Guide to Cleaning Tile at the Waterline
Waterline pool tiles are one of the easiest (and worst) ways to tell when your water calcium levels are way off – in the form of white or gray deposits, also known as scaling. These can stain and damage your tiles, are a sign of extreme calcium hardness, and may be wreaking havoc on your pool water’s chemical balance. That balance is what helps keep your pool clear, blue, and safe for as long as possible.
If your pool’s waterline tiles are stained white with chalky buildup, removing it can be a pain. Before you start scrubbing, take the time to figure out what kind of buildup you’re dealing with – and gather your cleaning essentials respectively. Read further on how to clean pool tile.
Identifying the Scale
Mineral deposits on your waterline tiles can be identified as either calcium carbonate or calcium silicate depending on their texture and color. The reason this difference matters is because different approaches are needed to remove either.
Calcium carbonate deposits are white, flaky, and easier to remove. They also react to muriatic acid by bubbling up. If you have any muriatic pool acid on-hand, you can use a touch of it to test on the stains and see if it reacts accordingly. This is because muriatic acid, also known as hydrochloric acid, causes calcium carbonate to separate into carbon dioxide (hence the bubbling) and calcium chloride.

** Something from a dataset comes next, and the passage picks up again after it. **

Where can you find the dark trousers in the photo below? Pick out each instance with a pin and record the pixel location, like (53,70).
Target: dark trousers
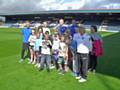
(93,62)
(82,64)
(25,47)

Calcium silicate stains and buildup are gray, less flaky, and do not react to the same acid. If the staining has been present on your walls for some time, it becomes much harder to remove. You will need a different set of cleaning tools for grey calcium silicate scaling.
How to Clean Pool Tile
You will need a soft bristled brush, a stiff bristled brush, eye protection and gloves, a bucket, and either some baking soda, cleaning vinegar, or a simple store-bought tile cleaner.
You will also need all your usual pool cleaning equipment, including a skimmer and a pool vacuum.
- Get rid of debris. First things first, begin by removing as much organic matter as you see. Waterline tile grime can be blamed mostly on mineral buildup, but organic matter plays an offending role as well. Use the skimmer and vacuum to go over the surface and floor, run the pump, and clean out the filter.
- Drop your water level. If your main goal for the day is to clean up your waterline tiles, you will want better access to the tiles – and avoid risking your cleaning solution getting washed away before it can do its job. Drain your pool a few inches to make it easier for you to scrub away at the tiles.
- Brush. Start with a stiff brush, unless you have glass tiles. Work in circles, and don’t be afraid to use a little elbow grease. An old toothbrush can work wonders on the grout, if you can’t quite get to it.
- Apply a cleaning solution. After the initial scrub, it’s time to loosen things up further with your cleaning solution. You can either mix baking soda with a few drops of water to make a scrubbing paste, mix water with the vinegar, or apply the tile cleaner. Scrub thoroughly and rinse with water repeatedly.
- Try pumice. If hard bristles and detergent or vinegar aren’t enough to do the trick, you can try using pumice. Pumice is a porous volcanic rock popular for getting rid of mineral deposits in toilet bowls, bathtubs, and other places where calcium deposits build up over time.
What About Floor Tiles?
Some pool floors, steps, and outcroppings (such as Jacuzzis and kiddie pools) are completely encased in pool tiles, and can be stained through any number of ways. Most of the time, the staining occurs on the grout between the tiles rather than the tiles themselves and depending on the color of the stain, you may be dealing with several different issues.
Pool stains underneath the surface can be categorized as either organic (decayed berries, leaves, or algae) or inorganic (mineral and metal deposits from the municipal water, certain chemicals, or soil carried in by the weather).
You can get a general idea of the likely cause of the stain through its color. Certain metals have very distinct colors when they cause stains on grout and tiles, such as brown-red staining for rust and iron, or a purple black stain for manganese. However, these stains could also indicate old organic matter like leaves and berries. The latter is only possible if you’ve got berry shrubs and overhanging trees in your pool, though.
Organic stains are treated with chlorine-based spot cleaning, by slowly letting some of the chlorine sink onto the stain before gently scrubbing it away. Inorganic stains can be treated with a scrub and a metal sequestrant to capture and clump the metallic and mineral deposits after they’ve been knocked loose from the grout or tile.
If your tile stains have become a much bigger problem, you might need to call for professional help. Some stains can only be tackled by completely draining a pool and giving the walls and floor a thorough scrub and wash, in some cases even an acid wash (which is exactly what it sounds like).
Consistent Maintenance is Key
As with most common pool nuisances, excessive calcium buildup and scaling can be avoided through weekly maintenance. The most reliable indicators of potential scaling are your pool’s alkalinity and calcium hardness.
Bringing a sample of your pool water to your nearest pool experts can help them determine what your pool needs to avoid or reduce scaling in the long-term, and help you save both time and money. Getting professional help can also mean access to different options for cleaning – professional pool cleaners make use of pressure washers and special equipment to clean up your waterline tiles, without damaging them.